2. Il faudra revenir sur cette histoire, ne pas l'oublier -- ne pas l'oublier, c'est m'en souvenir chaque fois que des éléments identiques se mettront en place afin d'acquérir des réflexes de survie (une part de l'instinct est paralysée) -- garde ta gauche, garde ta gauche, frappe & frappe.
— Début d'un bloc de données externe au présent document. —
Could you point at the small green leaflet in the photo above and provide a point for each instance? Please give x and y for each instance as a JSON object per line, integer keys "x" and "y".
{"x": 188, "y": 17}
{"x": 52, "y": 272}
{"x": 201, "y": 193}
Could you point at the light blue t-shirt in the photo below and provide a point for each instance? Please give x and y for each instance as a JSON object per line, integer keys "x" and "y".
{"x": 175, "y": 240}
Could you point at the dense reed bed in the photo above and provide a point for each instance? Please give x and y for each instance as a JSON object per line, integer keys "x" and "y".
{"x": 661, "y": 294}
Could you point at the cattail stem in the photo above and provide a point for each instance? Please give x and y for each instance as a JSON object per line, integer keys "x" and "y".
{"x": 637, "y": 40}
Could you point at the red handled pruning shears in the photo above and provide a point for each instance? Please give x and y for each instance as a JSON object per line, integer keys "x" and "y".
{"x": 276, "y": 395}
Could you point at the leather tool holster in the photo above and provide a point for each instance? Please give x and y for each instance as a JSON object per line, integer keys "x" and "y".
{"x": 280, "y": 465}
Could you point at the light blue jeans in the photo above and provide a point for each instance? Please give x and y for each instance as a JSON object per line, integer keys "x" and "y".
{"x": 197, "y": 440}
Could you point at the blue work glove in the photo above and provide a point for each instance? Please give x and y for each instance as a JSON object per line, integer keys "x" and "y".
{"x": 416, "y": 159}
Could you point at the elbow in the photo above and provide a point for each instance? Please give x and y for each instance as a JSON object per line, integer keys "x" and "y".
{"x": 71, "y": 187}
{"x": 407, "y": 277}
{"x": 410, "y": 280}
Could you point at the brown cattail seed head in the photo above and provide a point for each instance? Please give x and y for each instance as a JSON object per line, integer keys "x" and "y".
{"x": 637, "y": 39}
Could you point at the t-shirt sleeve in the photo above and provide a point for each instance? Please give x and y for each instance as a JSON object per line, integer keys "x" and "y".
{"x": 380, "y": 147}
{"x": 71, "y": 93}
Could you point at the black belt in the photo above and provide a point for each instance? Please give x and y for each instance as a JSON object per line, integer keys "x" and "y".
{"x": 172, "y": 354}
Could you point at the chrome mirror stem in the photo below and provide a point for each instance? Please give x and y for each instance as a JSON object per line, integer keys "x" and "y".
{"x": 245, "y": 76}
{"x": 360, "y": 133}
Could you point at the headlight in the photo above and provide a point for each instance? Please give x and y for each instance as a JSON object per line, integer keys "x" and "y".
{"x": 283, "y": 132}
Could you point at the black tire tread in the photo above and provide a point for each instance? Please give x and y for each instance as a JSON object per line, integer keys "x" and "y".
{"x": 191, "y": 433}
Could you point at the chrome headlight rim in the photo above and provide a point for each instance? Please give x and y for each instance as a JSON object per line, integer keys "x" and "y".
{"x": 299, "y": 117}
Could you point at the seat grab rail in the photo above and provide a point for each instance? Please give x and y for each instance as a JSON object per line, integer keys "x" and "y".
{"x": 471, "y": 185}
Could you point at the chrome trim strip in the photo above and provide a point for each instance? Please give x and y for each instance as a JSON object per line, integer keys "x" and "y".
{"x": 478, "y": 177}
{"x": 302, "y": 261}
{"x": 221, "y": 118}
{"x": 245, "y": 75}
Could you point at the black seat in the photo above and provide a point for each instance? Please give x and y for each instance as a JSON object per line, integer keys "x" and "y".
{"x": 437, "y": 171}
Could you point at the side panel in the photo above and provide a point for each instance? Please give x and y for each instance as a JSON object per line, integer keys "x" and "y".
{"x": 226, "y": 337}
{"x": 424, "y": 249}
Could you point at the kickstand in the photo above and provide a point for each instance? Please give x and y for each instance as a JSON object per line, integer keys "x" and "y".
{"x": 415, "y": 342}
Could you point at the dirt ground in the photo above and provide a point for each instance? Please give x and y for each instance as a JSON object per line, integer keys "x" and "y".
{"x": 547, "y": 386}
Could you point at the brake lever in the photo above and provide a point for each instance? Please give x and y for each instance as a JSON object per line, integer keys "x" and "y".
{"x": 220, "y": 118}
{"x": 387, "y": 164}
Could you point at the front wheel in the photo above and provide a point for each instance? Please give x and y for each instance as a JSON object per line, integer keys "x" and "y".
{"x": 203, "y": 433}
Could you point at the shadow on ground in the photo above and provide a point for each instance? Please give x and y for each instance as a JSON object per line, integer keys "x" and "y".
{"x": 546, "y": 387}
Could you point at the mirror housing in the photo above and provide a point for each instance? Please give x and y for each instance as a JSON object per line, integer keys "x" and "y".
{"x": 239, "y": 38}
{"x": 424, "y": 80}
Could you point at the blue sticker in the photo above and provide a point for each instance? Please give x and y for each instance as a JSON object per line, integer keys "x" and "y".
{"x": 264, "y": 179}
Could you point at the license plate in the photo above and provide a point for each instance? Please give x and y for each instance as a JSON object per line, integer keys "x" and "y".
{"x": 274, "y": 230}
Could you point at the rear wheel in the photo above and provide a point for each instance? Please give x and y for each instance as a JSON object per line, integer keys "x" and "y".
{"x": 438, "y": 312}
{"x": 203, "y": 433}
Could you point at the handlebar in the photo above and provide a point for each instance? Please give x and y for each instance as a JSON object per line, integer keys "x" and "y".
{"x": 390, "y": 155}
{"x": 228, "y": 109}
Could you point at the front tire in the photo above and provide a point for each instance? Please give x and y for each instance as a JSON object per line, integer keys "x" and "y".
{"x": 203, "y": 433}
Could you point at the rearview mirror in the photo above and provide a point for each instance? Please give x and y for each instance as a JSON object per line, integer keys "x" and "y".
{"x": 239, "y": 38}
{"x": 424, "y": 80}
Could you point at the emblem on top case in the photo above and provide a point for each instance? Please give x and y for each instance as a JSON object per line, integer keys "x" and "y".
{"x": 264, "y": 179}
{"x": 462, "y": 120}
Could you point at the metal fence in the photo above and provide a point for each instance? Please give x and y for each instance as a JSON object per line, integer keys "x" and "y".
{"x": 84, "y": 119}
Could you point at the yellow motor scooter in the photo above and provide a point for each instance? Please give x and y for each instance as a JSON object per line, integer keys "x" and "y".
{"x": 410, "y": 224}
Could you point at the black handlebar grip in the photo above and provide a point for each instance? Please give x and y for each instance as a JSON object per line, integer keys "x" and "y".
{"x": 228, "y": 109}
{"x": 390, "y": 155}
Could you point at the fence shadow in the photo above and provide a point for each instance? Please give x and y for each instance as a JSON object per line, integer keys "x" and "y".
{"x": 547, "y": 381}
3. La conspiration ne se prépare pas au fond d'une cave mais en place publique.

4. La nausée, Sartre.

5. La psychothérapie de groupe consiste en un dortoir rempli de divans disposés en soleil autour d'un fauteuil; les patients s'allongent, tête vers le thérapeute assis au centre du cercle, et parlent tous ensemble (ou non) -- sur son carnet, le thérapeute note la mésentente.

11 mai 2008

Trouver l'animal

Le cheval? La vache? La poule, l'oie, le cochon? La girafe...? ... le crocodile...? Mmh... plutôt un volatile, une bête qui peut disparaître dès que le danger arrive -- pas obligatoirement un oiseau rapide, plutôt même un oiseau bien lourd, un bien qui-sait-pas-trop-volé. Exit donc le pigeon (quoique), exit la colombe (non). Alors?, le serin?, le pinson, le rouge-gorge, l'hirondelle? Mmh,... le coq, la poule -- tiens, intéressant, bien qu'elle ne vole pas vraiment et que ses horaires ne correspondent pas avec l'individu. Exit donc la poule, au regret. Et puis son plumage n'est pas des plus rutilant. On gardera tout de même l'aiguisé du bec et la rapidité à l'attaque fourbe. Mais l'animal doit être beau, attirant. Des couleurs vives, des longues plumes. Et un quelque chose d'intelligent bien que pas vraiment capable. Un truc lourd, avec des couleurs, un semblant d'intelligence, qui sache voler mais plutôt pataud. Mais oui! C'est le perroquet!